Canadian criminal defence lawyer

John Rosen is a Canadian criminal defence lawyer, who has defended murder trials in Ontario, and perhaps the most in Canadian history. He has defended some notorious criminals in Canadian history, including Paul Bernardo, Pat and Angelo Musitano, Min Chen, Paul Volpe, Johnny Papalia, Carmen Barillaro and Pietro Scarcella. He is a partner in the Toronto law firm of Rosen Naster LLP.

== Early life ==

John Rosen's grandparents immigrated to Toronto from Poland in the early 1900s. He is the eldest of six children, whom his father supported with his Bay Street dry-cleaning shop, Imperial Cleaners, across from the Toronto Coach Terminal. At age 16, Rosen began driving the dry-cleaning delivery truck after school.

==Professional career==
Rosen received his LL.B. from Osgoode Hall Law School in 1968. He was called to the Bar of Ontario in 1970. He is a member of a number of professional associations, including the Advocates Society, the Criminal Lawyers' Association, the National Association of Criminal Defense Lawyers in the US, and Canadian and American Bar Associations.

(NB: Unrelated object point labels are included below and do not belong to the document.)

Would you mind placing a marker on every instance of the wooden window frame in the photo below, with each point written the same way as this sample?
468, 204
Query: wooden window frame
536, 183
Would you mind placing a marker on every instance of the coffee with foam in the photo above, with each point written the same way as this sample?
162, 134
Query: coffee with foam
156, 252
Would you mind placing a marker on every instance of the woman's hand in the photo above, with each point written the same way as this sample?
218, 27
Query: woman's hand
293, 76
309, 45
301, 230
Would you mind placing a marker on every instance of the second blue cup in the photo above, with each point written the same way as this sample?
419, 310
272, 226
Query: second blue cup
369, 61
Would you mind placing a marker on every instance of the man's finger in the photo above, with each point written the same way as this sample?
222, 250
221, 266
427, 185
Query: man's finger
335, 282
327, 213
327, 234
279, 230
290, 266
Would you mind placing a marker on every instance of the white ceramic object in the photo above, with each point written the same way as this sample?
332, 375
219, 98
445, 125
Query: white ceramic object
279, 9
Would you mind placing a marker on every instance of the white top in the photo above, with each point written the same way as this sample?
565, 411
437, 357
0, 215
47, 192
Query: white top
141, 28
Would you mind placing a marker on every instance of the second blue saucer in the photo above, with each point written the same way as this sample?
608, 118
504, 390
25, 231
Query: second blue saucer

Rosen is well known for the notoriety of the accused criminals he defends. He is also known for the ruthlessness of his defence of persons accused of odious crimes. In one case, he was criticized for making a murder victim seem like a criminal.

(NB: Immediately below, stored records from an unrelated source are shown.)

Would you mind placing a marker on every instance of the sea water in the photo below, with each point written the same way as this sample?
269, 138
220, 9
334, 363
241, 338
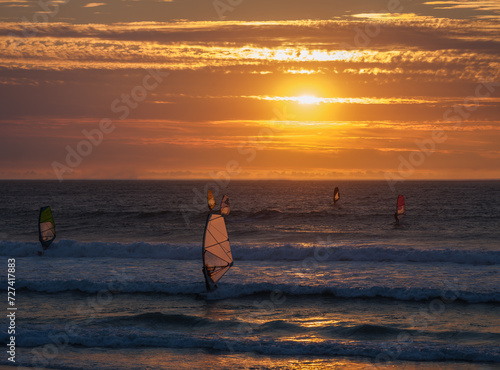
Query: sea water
314, 284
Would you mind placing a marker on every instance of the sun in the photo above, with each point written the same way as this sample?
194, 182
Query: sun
308, 99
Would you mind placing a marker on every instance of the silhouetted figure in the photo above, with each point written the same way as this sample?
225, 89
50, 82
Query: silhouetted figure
396, 217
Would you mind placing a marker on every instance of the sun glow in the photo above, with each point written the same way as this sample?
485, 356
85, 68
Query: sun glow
308, 99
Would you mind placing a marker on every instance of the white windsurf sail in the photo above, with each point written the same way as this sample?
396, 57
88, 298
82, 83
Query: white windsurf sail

Rosen successfully defended a man charged with second degree murder, where the prosecution withdrew the charge on the eve of trial following Rosen's appearance in the Supreme Court of Canada in the related case of Benson v. Brown, which set the ground rules for allowing access to lawyer/client confidential information regarding another suspect previously cleared by the police.

== High-Profile Cases ==

Among Rosen's high-profile cases were:

- Paul Bernardo, infamous Canadian serial killer and rapist.
- Defence of Pietro Scarcella, charged in the 2004 shooting of a Vaughan sandwich shop that left Louise Russo paralyzed.
- Min Chen, a Chinese visa student at the time, was found guilt of the kidnapping and murder of nine year-old Cecilia Zhang.
- Defence of Chuang Li, an ex-employee charged with stabbing 4 former co-workers.